Is there a better way for getting rid of accents and making those letters regular apart from using String.replaceAll()
method and replacing letters one by one?
EDIT: If you're not stuck with Java <6 and speed is not critical and/or translation table is too limiting, use answer by David. The point is to use Normalizer
(introduced in Java 6) instead of translation table inside the loop.

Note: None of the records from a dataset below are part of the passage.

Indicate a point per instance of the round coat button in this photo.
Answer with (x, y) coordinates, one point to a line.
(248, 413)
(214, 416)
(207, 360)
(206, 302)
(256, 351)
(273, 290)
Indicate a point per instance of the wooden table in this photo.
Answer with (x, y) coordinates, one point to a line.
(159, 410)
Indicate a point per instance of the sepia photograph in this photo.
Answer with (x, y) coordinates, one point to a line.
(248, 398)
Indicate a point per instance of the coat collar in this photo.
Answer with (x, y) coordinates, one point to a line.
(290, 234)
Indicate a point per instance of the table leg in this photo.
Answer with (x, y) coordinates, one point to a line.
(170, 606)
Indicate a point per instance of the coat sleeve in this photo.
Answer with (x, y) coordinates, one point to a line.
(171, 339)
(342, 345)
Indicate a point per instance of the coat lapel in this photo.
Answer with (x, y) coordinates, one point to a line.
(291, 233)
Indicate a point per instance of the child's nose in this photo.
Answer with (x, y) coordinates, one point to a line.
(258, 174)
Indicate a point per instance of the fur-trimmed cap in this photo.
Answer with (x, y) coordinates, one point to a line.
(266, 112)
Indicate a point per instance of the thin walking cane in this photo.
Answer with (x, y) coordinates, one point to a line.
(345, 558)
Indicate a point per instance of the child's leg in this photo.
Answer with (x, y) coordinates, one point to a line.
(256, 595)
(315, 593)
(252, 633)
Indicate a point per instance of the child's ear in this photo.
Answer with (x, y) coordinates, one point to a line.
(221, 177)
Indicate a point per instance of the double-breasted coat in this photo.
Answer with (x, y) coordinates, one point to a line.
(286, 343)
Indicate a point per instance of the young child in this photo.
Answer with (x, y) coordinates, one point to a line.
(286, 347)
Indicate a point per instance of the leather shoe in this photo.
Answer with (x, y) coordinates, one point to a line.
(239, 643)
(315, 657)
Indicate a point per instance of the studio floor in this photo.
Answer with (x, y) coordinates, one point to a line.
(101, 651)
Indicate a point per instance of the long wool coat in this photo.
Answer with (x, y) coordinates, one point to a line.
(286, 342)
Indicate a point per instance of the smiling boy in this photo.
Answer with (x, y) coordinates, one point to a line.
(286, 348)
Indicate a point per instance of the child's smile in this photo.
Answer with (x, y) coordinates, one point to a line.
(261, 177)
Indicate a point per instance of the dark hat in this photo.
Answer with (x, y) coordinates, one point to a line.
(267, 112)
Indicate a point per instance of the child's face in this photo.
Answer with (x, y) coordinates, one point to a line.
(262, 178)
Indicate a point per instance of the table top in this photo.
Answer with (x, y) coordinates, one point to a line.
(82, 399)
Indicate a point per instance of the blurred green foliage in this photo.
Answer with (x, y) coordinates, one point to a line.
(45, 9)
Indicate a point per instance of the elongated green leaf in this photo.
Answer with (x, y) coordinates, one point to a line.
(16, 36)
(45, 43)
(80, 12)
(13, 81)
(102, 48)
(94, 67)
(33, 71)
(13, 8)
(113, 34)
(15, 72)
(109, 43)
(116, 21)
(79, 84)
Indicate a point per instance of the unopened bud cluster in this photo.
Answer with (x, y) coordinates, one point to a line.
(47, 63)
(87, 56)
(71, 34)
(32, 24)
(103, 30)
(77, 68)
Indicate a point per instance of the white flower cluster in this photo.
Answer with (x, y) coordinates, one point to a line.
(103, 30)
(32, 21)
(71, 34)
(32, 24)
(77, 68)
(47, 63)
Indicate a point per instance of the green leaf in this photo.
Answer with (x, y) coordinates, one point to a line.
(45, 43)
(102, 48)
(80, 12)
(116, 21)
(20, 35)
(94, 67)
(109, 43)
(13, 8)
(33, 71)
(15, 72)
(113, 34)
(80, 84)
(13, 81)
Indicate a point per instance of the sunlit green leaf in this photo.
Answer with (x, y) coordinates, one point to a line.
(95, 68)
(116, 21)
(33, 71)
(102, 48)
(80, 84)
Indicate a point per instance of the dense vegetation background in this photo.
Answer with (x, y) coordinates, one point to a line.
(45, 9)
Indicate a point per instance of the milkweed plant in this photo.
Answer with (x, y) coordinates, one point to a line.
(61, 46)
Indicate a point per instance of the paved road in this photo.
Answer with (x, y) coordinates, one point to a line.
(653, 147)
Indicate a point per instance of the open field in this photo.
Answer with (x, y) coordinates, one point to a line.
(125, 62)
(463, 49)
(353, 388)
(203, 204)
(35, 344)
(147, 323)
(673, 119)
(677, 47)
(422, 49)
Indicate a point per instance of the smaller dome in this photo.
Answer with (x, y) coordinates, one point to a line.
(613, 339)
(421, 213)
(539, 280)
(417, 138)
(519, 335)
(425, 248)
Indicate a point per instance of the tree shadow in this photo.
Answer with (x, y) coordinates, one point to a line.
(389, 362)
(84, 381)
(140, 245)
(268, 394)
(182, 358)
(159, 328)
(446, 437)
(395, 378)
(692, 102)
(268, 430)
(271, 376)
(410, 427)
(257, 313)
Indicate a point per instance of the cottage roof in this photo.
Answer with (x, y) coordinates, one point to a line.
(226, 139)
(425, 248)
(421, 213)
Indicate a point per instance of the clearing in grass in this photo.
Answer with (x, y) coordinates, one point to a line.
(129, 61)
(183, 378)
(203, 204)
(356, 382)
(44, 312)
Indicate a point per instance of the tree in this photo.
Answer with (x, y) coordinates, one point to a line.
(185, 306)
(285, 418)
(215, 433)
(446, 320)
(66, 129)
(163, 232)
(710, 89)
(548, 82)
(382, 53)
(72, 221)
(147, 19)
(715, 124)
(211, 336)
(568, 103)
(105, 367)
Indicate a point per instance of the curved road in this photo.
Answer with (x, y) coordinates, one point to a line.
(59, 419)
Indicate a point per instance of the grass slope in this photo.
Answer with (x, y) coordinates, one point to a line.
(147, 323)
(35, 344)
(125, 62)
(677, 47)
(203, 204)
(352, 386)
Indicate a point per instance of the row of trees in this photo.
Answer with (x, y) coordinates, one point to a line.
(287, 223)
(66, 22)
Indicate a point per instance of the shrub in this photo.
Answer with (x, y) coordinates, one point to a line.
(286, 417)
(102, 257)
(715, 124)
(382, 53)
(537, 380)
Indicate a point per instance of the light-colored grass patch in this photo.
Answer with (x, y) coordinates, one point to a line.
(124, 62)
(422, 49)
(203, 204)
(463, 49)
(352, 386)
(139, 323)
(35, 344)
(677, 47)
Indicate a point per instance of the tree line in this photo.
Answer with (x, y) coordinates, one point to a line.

While this is not "perfect" solution, it works well when you know the range (in our case Latin1,2), worked before Java 6 (not a real issue though) and is much faster than the most suggested version (may or may not be an issue):
/**
* Mirror of the unicode table from 00c0 to 017f without diacritics.
*/
private static final String tab00c0 = "AAAAAAACEEEEIIII" +
"DNOOOOO\u00d7\u00d8UUUUYI\u00df" +
"aaaaaaaceeeeiiii" +
"\u00f0nooooo\u00f7\u00f8uuuuy\u00fey" +
"AaAaAaCcCcCcCcDd" +
"DdEeEeEeEeEeGgGg" +
"GgGgHhHhIiIiIiIi" +
"IiJjJjKkkLlLlLlL" +
"lLlNnNnNnnNnOoOo" +
"OoOoRrRrRrSsSsSs" +
"SsTtTtTtUuUuUuUu" +
"UuUuWwYyYZzZzZzF";
/**
* Returns string without diacritics - 7 bit approximation.
*
* @param source string to convert
* @return corresponding string without diacritics
*/
public static String removeDiacritic(String source) {
char[] vysl = new char[source.length()];
char one;
for (int i = 0; i < source.length(); i++) {
one = source.charAt(i);
if (one >= '\u00c0' && one <= '\u017f') {
one = tab00c0.charAt((int) one - '\u00c0');
}
vysl[i] = one;
}
return new String(vysl);
}
Tests on my HW with 32bit JDK show that this performs conversion from àèéľšťč89FDČ to aeelstc89FDC 1 million times in ~100ms while Normalizer way makes it in 3.7s (37x slower). In case your needs are around performance and you know the input range, this may be for you.
Enjoy :-)